Because the truth is, Halli has never had a proper mother. And by this point in her life, I can’t blame her for not wanting one. Her real mother is awful: critical, shallow, materialistic, and mean. And her father isn’t much better. I spent a whole weekend with them, and it was clear from the start that neither of them likes her.
Plus it’s hard to get past the fact that they abandoned Halli as soon as she was born and let her be raised by her grandmother. Not that Halli wasn’t better off because of it, but something like that doesn’t exactly create the kind of close parent-daughter bond my own mom and I have.
So I understand that having to share a house with someone who looks just like her own mother must have been hard for Halli. And pretending that she loved her the way I really do love my own mother? Well, impossible.
But Halli tried—or at least she tried to do a good job of faking it. For my sake and for the sake of her own situation. And I appreciate that.
Halli left the kitchen and went to take a shower. She stood under the hot water for a long time. Thinking.

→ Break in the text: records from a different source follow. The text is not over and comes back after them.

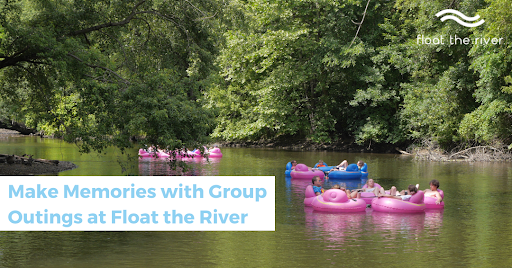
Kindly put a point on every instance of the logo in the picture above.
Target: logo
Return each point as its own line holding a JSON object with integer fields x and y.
{"x": 456, "y": 19}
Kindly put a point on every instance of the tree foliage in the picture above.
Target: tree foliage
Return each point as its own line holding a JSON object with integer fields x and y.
{"x": 99, "y": 72}
{"x": 302, "y": 68}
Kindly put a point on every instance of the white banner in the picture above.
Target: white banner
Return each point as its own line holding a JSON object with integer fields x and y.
{"x": 121, "y": 203}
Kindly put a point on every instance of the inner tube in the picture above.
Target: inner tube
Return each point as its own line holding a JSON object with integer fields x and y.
{"x": 310, "y": 195}
{"x": 369, "y": 196}
{"x": 327, "y": 168}
{"x": 430, "y": 202}
{"x": 288, "y": 169}
{"x": 302, "y": 171}
{"x": 215, "y": 152}
{"x": 352, "y": 172}
{"x": 414, "y": 205}
{"x": 336, "y": 200}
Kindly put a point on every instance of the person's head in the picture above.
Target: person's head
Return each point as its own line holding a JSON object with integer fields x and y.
{"x": 316, "y": 181}
{"x": 360, "y": 164}
{"x": 412, "y": 189}
{"x": 434, "y": 184}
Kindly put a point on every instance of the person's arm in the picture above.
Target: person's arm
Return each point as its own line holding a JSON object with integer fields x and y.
{"x": 439, "y": 198}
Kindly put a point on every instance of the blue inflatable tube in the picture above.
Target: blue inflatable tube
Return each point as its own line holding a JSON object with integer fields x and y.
{"x": 325, "y": 169}
{"x": 288, "y": 169}
{"x": 351, "y": 173}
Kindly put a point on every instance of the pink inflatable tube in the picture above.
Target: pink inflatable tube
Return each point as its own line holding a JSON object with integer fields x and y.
{"x": 310, "y": 195}
{"x": 368, "y": 197}
{"x": 215, "y": 152}
{"x": 335, "y": 200}
{"x": 414, "y": 205}
{"x": 430, "y": 202}
{"x": 145, "y": 153}
{"x": 302, "y": 171}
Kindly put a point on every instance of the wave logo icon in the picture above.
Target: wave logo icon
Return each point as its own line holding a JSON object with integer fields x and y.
{"x": 459, "y": 21}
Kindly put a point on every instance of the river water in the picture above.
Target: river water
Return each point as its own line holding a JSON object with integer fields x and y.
{"x": 474, "y": 229}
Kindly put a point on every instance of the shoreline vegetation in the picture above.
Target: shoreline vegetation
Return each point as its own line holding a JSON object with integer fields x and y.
{"x": 426, "y": 150}
{"x": 324, "y": 75}
{"x": 27, "y": 164}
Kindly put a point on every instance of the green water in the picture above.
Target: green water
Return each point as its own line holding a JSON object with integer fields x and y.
{"x": 474, "y": 230}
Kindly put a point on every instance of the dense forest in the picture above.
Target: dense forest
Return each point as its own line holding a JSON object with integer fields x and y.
{"x": 180, "y": 73}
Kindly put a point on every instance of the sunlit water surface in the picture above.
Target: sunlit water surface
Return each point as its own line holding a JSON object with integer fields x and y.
{"x": 475, "y": 228}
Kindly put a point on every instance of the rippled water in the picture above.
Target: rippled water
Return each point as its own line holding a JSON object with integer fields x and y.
{"x": 475, "y": 228}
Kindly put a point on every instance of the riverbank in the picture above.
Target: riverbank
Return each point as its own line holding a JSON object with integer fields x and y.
{"x": 35, "y": 169}
{"x": 426, "y": 151}
{"x": 18, "y": 165}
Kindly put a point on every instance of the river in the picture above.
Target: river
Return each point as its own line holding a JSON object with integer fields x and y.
{"x": 474, "y": 229}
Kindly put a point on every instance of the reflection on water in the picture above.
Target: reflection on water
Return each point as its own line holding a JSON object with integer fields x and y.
{"x": 474, "y": 229}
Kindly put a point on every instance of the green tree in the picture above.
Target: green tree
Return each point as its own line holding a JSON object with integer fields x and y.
{"x": 99, "y": 72}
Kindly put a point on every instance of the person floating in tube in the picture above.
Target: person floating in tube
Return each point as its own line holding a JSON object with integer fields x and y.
{"x": 432, "y": 192}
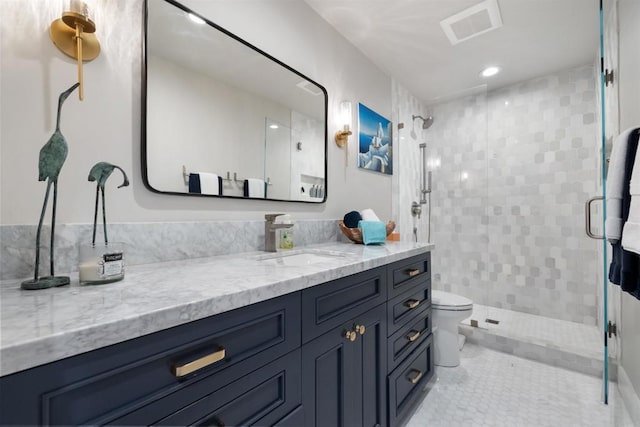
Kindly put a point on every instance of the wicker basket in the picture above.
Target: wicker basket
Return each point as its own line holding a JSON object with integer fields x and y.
{"x": 355, "y": 235}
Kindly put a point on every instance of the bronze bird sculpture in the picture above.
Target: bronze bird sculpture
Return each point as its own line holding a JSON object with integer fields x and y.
{"x": 99, "y": 173}
{"x": 52, "y": 157}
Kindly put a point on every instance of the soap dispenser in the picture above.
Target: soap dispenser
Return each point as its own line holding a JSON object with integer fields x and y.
{"x": 286, "y": 234}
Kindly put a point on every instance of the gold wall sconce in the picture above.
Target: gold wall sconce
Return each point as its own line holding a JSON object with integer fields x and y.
{"x": 342, "y": 136}
{"x": 73, "y": 34}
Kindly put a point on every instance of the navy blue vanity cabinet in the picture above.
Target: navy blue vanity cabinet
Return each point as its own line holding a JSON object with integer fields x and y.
{"x": 407, "y": 382}
{"x": 409, "y": 274}
{"x": 327, "y": 306}
{"x": 410, "y": 341}
{"x": 145, "y": 380}
{"x": 344, "y": 374}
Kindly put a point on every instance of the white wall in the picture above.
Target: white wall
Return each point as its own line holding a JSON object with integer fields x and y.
{"x": 629, "y": 72}
{"x": 107, "y": 126}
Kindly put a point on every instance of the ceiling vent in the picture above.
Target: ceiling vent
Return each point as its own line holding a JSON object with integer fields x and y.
{"x": 472, "y": 22}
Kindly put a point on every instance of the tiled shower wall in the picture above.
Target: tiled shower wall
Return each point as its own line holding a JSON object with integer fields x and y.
{"x": 516, "y": 167}
{"x": 407, "y": 163}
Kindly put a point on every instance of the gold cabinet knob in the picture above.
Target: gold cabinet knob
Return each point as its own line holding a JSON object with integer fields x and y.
{"x": 414, "y": 376}
{"x": 412, "y": 303}
{"x": 413, "y": 335}
{"x": 413, "y": 272}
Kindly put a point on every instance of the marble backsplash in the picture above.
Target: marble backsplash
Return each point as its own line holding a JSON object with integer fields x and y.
{"x": 147, "y": 242}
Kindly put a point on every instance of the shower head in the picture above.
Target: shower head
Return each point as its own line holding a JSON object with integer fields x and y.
{"x": 426, "y": 122}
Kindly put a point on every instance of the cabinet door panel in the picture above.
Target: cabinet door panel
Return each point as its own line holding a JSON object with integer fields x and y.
{"x": 329, "y": 380}
{"x": 329, "y": 305}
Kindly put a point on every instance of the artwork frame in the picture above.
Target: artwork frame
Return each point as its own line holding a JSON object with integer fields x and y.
{"x": 375, "y": 141}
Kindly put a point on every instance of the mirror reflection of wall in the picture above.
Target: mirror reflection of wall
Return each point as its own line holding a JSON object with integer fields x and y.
{"x": 214, "y": 108}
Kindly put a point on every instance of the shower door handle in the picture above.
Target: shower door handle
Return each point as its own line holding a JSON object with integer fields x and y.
{"x": 587, "y": 217}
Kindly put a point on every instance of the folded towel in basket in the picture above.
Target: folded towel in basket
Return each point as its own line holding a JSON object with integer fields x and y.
{"x": 373, "y": 232}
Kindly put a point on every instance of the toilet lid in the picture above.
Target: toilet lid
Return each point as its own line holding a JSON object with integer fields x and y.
{"x": 448, "y": 301}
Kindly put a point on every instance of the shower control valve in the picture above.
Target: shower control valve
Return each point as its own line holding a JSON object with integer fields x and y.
{"x": 416, "y": 209}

All during that first week, she had thought of my body as mine. As something she was temporarily stuck in until I could figure out the physics and take it back.
But now...
She drizzled shampoo into my hand and scrubbed it into my hair. She’d gotten used to feeling the shorter haircut as it slid through her fingers, the same way she had to adjust to all the other differences between our two bodies. We might be parallel versions of each other, but anyone looking at us side by side would be able to tell we weren’t the same person. Halli’s body—the one I was currently occupying—was strong and athletic. Mine was...not. But at least it hadn’t completely broken down during all those long runs Halli took it on. That gave her some hope.
There’s nothing special about the body, Halli could hear Ginny telling her in a memory from long ago. It was one of the worst conversations she ever had with her grandmother, but also one of the most important. It helped mold Halli into the kind of person she was now.
It had been Ginny’s way of telling Halli she should always be prepared, no matter what. But now Halli realized the lesson meant so much more.
She had been thinking about it for the past twenty-four hours—ever since she listened to the professor and me discussing whether or not her old body was gone. Ginny never could have predicted that one day her granddaughter would end up in the wrong universe, inhabiting some other girl’s life. But the lesson still applied—maybe more now than ever.
There’s nothing special about the body.
Halli hoped her grandmother was right.